Why should you care about training? Short answer: because it makes financial sense. In a previous post on motivation and engagement, we quoted some of these reasons but also promised we'd publish a separate post focused on some of the many arguments, supported by data. So here we go!

  • According to Gallup, 87% of employees worldwide are disengaged at work. Productivity and profitability often suffers as a result. The opposite is also true: in businesses with highly engaged teams, Gallup found that profitability increased by 21%, sales productivity by 20%, output quality by 40%, and absenteeism went down by 41%.

  • In a Dale Carnegie and MSW study, companies with engaged employees outperformed others by up to 202%.

  • A study by Workplace Research Foundation run over a number of years found that a 10% increase in investment on employee engagement could increase profits by $2,400 per employee per year, and that increased employee motivation resulted in a higher share price.

And, surprise surprise, what employees need to stay engaged, is good learning and development opportunities:

  • "87% of millennials say professional development or career growth opportunities are very important to them in a job." (Gallup)

  • “70% of respondents said that job-related training and development opportunities influenced their decision to stay at their job. “ (NCTI)

  • 46% of employees cite ‘limited opportunities to learn new skills’ as the top reason why they’re bored in their current roles and looking for a change.
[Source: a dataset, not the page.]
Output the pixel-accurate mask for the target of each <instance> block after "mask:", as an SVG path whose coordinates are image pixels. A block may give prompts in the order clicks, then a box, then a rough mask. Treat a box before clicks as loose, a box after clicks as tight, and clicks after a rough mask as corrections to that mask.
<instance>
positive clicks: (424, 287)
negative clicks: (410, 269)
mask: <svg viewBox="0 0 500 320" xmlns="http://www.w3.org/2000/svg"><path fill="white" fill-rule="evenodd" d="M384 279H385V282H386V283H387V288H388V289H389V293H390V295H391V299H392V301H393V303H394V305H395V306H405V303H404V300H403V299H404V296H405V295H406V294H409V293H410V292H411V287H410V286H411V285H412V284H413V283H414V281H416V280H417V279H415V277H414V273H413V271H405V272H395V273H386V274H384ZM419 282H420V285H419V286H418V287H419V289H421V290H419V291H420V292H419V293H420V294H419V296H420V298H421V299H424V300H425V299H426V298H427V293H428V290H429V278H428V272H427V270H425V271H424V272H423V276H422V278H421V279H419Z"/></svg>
  • 80% indicate that opportunities to learn new skills would increase their interest and engagement (Udemy).

If that doesn’t convince you, numerous studies have shown how learning & development can impact the bottom line:

  • According to Salesforce, continuous training can yield up to 50% higher net sales per representative.

  • Companies that offer comprehensive training programs have 218% higher income per employee than companies without formalized training, and enjoy a 24% higher profit margin than those who spend less on training (ATD).

  • In a study of more than 3,100 U.S. workplaces, the National Center on the Educational Quality of the Workforce (EQW) found that on average, a 10% increase in workforce education level led to an 8.6% gain in productivity, while a 10% increase in the value of equipment increased productivity by 3.4%.

From our own experience, we’ve seen productivity increases of 8% at Uber, sales increases of 66% from mobile operator Tigo and 25% improvement in quality at on-demand delivery platform Rappi. All from using eduMe, and compared to existing solutions.